Stacking Review

Caden Brooks
3 min readDec 24, 2020

Stacking is a 2011 adventure puzzle game developed by Double Fine Productions. Designed by Tim Schafer (known for his work on the Monkey Island games and Grim Fandango) and Lee Petty, it is one of the most intriguing games I’ve stumbled across in a while where the player must utilize Russian matryoshka stacking dolls as a means to solve a various array of puzzles. It is an interesting idea for a game that is finely capitalized on but not one that is designed in such a way as to elicit any major excitement or glean any profound brilliance.

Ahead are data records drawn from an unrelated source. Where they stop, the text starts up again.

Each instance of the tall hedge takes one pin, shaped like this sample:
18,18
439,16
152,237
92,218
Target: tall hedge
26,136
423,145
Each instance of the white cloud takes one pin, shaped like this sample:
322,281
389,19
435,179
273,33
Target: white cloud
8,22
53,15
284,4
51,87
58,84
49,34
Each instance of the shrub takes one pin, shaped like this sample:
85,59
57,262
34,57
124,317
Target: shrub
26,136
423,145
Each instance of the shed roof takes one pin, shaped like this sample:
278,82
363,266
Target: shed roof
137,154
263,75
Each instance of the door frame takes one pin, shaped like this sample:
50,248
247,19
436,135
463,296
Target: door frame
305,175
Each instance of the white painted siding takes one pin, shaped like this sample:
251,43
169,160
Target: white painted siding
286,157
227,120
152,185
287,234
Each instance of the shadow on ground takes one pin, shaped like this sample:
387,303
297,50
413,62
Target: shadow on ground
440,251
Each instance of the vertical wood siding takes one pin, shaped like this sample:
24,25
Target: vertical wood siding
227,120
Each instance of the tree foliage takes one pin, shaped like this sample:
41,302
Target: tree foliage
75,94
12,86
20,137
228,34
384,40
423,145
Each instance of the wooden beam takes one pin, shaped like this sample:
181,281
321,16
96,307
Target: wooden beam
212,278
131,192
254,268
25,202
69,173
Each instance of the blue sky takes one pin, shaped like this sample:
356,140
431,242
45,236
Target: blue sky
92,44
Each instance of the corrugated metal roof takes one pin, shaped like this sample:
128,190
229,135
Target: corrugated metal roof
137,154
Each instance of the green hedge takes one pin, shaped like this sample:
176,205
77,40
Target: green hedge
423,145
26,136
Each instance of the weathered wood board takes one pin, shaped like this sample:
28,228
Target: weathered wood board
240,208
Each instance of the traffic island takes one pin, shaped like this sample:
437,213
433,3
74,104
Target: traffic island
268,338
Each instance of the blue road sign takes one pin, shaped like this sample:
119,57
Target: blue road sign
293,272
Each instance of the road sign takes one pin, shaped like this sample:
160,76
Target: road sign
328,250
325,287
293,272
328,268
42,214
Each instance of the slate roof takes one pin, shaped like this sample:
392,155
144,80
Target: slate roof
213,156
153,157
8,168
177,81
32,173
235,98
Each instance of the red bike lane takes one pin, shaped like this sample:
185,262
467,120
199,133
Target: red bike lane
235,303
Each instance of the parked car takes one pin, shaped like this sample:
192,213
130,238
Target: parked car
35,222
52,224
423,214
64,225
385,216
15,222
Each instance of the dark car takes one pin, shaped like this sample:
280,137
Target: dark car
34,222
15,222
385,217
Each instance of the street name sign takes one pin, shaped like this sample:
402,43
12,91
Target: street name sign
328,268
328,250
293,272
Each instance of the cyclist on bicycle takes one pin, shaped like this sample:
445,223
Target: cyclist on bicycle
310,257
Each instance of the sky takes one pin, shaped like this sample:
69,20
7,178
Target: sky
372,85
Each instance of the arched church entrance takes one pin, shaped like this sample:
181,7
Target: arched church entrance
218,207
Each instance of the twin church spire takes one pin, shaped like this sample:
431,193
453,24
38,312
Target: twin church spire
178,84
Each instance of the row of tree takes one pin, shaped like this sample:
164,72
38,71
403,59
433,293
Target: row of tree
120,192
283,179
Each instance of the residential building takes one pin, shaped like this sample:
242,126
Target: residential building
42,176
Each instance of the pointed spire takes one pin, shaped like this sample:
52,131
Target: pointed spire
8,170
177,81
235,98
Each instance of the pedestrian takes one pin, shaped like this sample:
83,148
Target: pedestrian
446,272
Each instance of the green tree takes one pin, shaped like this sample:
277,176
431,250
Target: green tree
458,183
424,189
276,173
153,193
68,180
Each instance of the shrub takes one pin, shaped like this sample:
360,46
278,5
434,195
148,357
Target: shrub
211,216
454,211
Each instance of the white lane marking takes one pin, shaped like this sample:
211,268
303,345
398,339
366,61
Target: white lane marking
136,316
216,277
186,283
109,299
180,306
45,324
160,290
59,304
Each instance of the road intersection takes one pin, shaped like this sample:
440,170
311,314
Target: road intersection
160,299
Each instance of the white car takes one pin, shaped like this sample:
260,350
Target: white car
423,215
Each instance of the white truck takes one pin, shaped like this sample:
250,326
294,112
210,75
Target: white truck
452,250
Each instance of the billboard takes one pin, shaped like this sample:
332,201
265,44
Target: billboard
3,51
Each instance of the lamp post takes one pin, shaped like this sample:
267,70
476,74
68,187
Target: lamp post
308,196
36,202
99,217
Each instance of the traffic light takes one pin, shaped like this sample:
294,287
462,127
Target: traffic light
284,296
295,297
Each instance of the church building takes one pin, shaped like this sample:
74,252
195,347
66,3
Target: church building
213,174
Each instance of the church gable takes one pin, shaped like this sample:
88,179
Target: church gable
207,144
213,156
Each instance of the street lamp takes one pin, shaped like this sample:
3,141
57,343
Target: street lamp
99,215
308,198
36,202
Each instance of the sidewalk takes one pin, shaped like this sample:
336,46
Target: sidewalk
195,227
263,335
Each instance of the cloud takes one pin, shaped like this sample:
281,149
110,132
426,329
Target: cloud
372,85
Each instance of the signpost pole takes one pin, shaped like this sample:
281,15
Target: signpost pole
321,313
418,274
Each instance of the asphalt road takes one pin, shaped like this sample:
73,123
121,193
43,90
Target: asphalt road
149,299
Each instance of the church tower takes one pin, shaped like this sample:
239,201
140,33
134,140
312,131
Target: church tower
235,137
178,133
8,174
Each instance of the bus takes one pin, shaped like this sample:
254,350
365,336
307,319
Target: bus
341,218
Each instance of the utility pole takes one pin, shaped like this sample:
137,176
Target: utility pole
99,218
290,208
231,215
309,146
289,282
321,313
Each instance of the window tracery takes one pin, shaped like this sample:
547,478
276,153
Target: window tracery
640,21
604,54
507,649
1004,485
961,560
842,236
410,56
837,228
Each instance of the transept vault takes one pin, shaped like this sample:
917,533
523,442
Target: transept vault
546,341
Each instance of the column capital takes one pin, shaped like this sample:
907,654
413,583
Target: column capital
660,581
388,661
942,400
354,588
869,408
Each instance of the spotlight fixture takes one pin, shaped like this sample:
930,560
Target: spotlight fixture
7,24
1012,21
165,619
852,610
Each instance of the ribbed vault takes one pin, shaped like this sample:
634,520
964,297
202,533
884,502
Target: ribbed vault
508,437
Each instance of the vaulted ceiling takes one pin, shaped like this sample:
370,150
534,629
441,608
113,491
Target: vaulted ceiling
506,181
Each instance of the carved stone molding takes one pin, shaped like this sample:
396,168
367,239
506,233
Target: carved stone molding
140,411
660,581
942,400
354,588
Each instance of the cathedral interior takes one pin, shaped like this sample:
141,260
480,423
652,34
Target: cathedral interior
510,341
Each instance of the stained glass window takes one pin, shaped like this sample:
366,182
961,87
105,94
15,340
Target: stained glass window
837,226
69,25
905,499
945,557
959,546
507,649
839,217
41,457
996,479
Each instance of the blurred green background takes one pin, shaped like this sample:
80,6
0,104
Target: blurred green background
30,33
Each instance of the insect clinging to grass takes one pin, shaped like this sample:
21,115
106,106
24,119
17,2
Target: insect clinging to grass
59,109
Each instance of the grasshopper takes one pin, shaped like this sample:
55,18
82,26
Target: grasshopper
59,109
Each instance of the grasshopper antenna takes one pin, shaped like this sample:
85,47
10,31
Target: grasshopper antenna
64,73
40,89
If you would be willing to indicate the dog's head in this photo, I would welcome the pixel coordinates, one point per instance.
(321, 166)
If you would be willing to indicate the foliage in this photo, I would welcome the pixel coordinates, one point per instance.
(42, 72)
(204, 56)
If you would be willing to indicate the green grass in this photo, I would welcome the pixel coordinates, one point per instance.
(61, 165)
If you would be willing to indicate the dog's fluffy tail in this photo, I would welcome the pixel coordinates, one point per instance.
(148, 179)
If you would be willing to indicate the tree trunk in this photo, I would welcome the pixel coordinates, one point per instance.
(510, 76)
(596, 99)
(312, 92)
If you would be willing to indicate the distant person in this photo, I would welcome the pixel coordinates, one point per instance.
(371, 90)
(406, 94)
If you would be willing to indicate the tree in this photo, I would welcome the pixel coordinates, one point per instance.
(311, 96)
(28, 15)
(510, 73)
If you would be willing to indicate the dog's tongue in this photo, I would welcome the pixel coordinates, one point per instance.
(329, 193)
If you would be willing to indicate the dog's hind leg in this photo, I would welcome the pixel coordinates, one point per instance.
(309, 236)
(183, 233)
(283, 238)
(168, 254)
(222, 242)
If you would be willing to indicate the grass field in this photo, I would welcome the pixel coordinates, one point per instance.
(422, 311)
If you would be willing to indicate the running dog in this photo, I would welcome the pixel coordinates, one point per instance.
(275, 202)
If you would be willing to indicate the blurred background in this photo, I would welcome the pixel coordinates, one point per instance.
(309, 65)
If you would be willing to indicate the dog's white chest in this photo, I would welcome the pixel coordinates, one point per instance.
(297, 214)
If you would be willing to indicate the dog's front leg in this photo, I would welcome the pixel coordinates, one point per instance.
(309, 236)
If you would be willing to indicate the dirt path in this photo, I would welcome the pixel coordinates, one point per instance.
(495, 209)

Stacking takes place in a fictional Victorian London setting. The player controls Charlie, the youngest and smallest doll of the Blackmore family, who sets off to rescue his four imprisoned siblings and chimney sweep father from an evil industrialist and child labor enforcer named the Baron. As Charlie, the player can stack inside dolls that are one size larger than him and so forth, gaining control of the doll’s movement and unique ability. It is not the size of the dolls themselves (most of the time), but rather the abilities in which the doll characters possess that are the player’s main tool in solving the puzzles.

The main game consists of four areas in which the player is prompted to explore in a startlingly open-world-esque fashion. Activities include tasks (which make up the true “main” game) each one containing multiple solutions, collecting “unique dolls” — simply by jumping inside them — and hi-jinks: a list of mischievous duties intended for the player to perform specific actions while operating a particular doll.

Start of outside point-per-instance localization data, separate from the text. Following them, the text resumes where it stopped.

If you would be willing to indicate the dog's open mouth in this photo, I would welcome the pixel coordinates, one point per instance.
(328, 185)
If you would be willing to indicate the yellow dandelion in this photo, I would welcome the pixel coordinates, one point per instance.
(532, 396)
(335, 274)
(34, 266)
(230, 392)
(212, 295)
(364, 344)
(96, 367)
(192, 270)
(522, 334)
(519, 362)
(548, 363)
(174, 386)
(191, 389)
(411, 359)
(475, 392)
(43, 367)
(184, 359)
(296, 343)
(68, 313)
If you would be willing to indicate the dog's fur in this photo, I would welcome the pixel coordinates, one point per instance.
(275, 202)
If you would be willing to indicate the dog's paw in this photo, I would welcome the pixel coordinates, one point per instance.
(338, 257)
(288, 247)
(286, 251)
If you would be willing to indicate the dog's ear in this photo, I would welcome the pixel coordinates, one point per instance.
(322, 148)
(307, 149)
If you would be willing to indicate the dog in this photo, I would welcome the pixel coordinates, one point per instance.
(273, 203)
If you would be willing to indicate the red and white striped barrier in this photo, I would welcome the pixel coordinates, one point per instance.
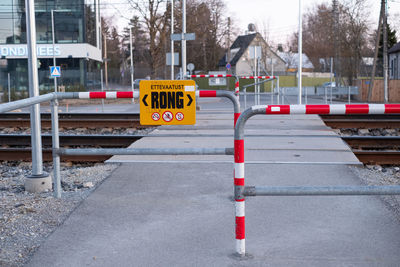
(219, 93)
(108, 95)
(257, 77)
(219, 76)
(211, 76)
(340, 109)
(239, 201)
(239, 173)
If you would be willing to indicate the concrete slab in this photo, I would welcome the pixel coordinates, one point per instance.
(180, 215)
(261, 148)
(174, 213)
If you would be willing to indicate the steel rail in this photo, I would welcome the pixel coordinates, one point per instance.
(72, 140)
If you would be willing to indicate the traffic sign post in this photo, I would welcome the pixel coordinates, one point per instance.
(55, 71)
(167, 102)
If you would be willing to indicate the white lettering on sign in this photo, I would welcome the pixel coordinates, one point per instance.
(22, 51)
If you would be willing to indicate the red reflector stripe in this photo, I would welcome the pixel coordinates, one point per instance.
(317, 109)
(239, 181)
(357, 109)
(392, 108)
(282, 109)
(240, 228)
(124, 94)
(236, 116)
(208, 93)
(239, 151)
(97, 94)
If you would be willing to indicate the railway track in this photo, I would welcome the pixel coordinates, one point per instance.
(368, 121)
(383, 150)
(75, 120)
(16, 147)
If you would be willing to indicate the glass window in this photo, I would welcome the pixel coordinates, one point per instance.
(6, 26)
(90, 16)
(69, 27)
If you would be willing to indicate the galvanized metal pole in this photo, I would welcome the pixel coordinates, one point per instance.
(183, 38)
(300, 51)
(132, 69)
(385, 55)
(102, 89)
(9, 88)
(331, 78)
(37, 165)
(172, 41)
(56, 145)
(54, 53)
(38, 181)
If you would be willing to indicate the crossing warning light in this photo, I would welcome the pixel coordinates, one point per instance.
(167, 102)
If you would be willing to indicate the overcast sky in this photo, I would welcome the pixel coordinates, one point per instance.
(279, 17)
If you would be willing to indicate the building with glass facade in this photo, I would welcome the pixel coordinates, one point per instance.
(77, 42)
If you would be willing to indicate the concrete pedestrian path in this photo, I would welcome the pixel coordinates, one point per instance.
(179, 210)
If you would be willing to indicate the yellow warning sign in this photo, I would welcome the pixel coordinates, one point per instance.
(167, 102)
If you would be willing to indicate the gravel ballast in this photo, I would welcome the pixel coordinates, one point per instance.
(27, 219)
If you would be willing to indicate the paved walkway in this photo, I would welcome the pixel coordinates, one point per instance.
(178, 211)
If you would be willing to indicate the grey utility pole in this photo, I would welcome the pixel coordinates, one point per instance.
(54, 54)
(385, 59)
(38, 181)
(172, 41)
(183, 39)
(378, 36)
(300, 51)
(132, 69)
(336, 40)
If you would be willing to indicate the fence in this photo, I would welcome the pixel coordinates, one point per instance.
(378, 91)
(241, 191)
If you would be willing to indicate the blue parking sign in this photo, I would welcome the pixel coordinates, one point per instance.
(55, 71)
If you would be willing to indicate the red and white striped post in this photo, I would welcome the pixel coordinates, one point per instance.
(108, 95)
(239, 167)
(258, 77)
(219, 76)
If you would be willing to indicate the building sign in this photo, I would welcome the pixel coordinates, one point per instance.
(55, 71)
(79, 50)
(22, 51)
(167, 102)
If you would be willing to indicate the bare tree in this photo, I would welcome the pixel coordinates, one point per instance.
(154, 21)
(318, 36)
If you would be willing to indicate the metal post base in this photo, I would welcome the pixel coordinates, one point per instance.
(38, 183)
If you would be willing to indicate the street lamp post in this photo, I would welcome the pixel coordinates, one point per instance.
(300, 51)
(132, 74)
(54, 51)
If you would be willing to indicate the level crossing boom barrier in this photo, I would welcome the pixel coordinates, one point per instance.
(241, 191)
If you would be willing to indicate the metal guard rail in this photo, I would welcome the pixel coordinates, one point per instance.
(57, 151)
(241, 191)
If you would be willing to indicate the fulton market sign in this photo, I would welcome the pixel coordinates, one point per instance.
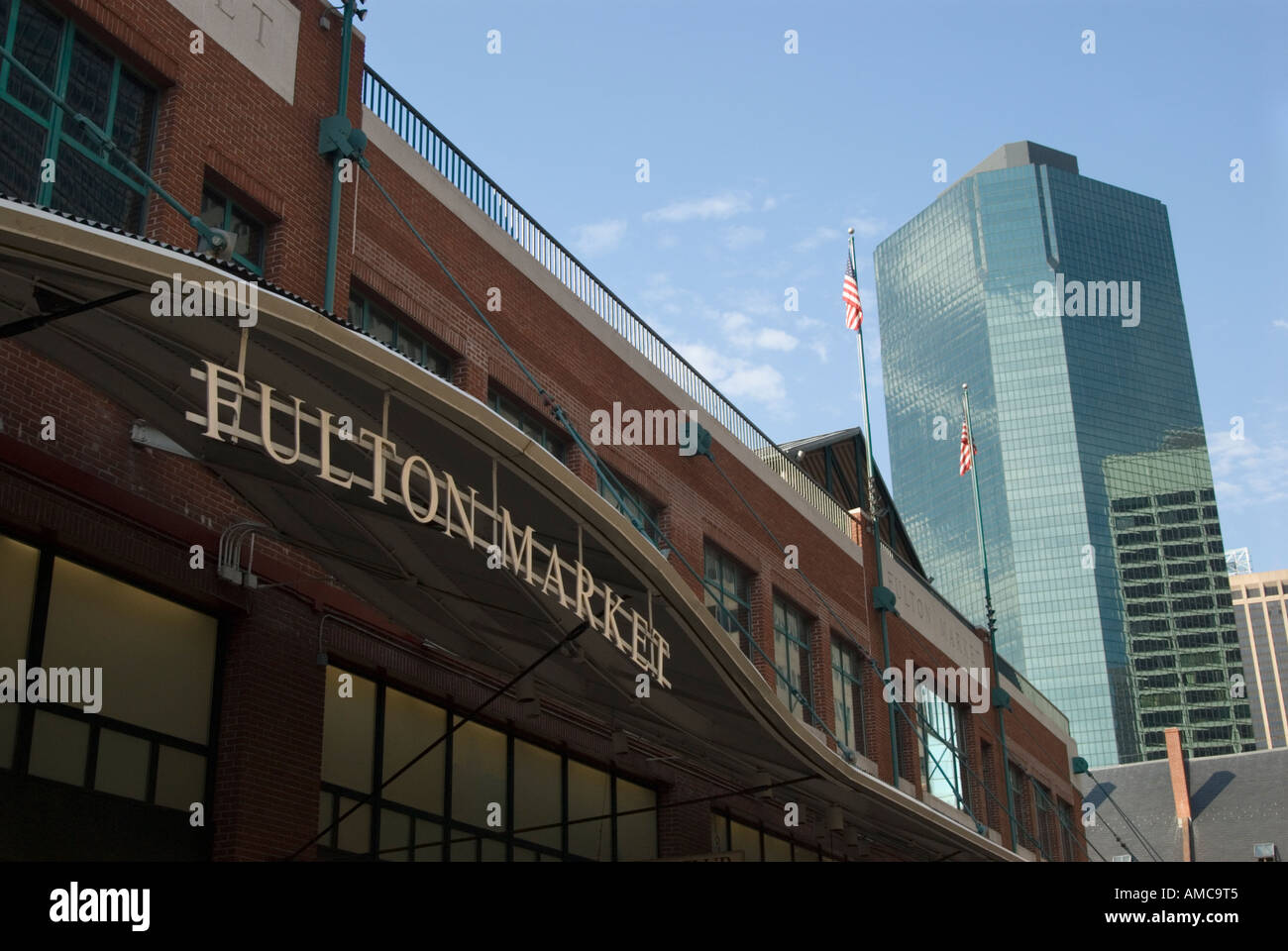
(432, 497)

Stacking brandishes its own style of puzzles by abandoning conventionality and assumes a real-world logical thinking approach in its problems and solutions (to a cartoonish degree, at least). There is no “move-the-objects-so-that-the-pieces-fit” overarching objective, only a string of scenarios propelling your imagination to do some creative brainstorming and to make some wild assumptions.

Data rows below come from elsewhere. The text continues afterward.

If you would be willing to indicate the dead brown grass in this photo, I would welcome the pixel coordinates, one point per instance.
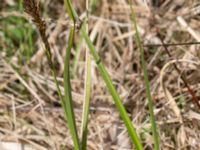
(21, 118)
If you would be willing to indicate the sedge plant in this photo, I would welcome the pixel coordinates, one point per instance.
(32, 8)
(131, 130)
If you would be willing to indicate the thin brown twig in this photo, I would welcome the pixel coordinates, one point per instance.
(194, 97)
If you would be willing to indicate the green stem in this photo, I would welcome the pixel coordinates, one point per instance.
(68, 95)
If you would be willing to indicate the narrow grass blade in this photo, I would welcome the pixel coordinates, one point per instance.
(68, 95)
(147, 83)
(112, 90)
(86, 104)
(134, 137)
(77, 55)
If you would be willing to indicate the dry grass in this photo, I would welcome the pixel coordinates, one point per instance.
(22, 94)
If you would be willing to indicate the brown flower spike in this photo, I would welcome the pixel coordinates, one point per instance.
(32, 8)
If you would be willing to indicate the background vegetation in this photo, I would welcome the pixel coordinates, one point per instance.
(30, 109)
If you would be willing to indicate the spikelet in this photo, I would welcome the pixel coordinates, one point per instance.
(32, 8)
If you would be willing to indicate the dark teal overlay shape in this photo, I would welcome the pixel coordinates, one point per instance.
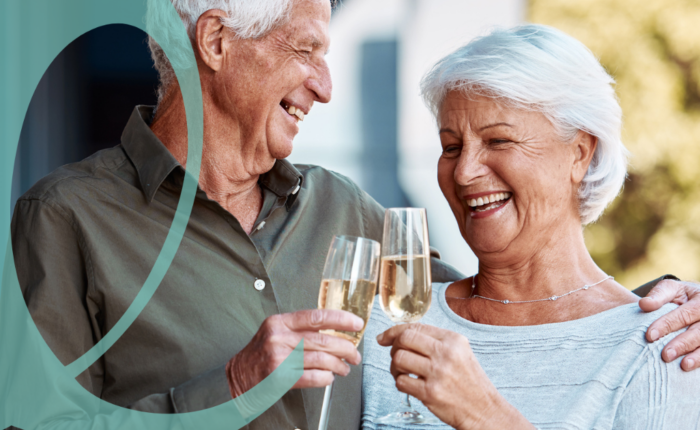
(36, 390)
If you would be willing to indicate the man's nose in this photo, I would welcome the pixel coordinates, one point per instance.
(320, 83)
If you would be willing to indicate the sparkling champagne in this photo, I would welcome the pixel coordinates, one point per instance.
(405, 287)
(356, 297)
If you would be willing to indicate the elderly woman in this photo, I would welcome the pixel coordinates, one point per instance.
(530, 131)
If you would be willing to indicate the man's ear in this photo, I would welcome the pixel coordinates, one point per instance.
(584, 148)
(210, 38)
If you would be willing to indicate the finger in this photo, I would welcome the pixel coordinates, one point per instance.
(388, 337)
(341, 348)
(682, 344)
(410, 363)
(691, 361)
(315, 378)
(415, 339)
(666, 291)
(414, 387)
(323, 319)
(675, 320)
(323, 361)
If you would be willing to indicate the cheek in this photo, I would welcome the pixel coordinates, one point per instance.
(446, 169)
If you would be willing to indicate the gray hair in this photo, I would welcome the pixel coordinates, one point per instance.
(543, 69)
(249, 19)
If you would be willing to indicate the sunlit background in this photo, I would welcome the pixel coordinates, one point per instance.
(377, 131)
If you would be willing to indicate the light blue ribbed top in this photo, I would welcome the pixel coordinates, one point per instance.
(597, 372)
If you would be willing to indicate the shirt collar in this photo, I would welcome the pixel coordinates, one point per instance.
(284, 180)
(153, 161)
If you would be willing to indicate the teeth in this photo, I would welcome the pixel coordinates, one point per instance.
(296, 112)
(485, 200)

I admire Stacking a lot for exhibiting its own brand of puzzle style, but truly warming up to its delights is a little troubling. It never really feels like the player is put to the test to do any serious critical thinking. Most of the puzzles rather feel like a tedious manhunt to find the correct doll for the job. Finding the doll isn’t the fun part of the puzzle, but it’s the thinking process behind what the doll does is.

There is one instance in the final area of the game where the player must blend two dolls’ abilities to accomplish a task. The devs should have definitely crafted more puzzles like this one and perhaps even expand it to three, four plus dolls so that there would be way more flexibility in the game’s cognitive elements. Unfortunately, this idea rarely recurs and what we’re left with is a pretty straightforward puzzle adventure.

Stacking is admittedly difficult to flat-out dislike, though, as there is still plenty of whimsy and flourishing touches in its world design to appreciate. Its enjoyment mostly stems from the side activities — collecting unique dolls and hi-jinks — in which the player is given the playful freedom to roam the opulent locations and tinker with the abilities of the diverse cast of dolls. This is where acts like farting on old people and giving a peacock a wedgie are rewarded.

Overall, Stacking is certainly a highly amusing video game with a delightfully whimsical world that meets expectations but rarely ever exceeds them. Its silent film cutscenes set a diverting tone for a brief game that doesn’t exactly have the best designed puzzles to offer. The puzzles are fine, but again, they don’t exactly require the kind of critical thinking to be considered a classic.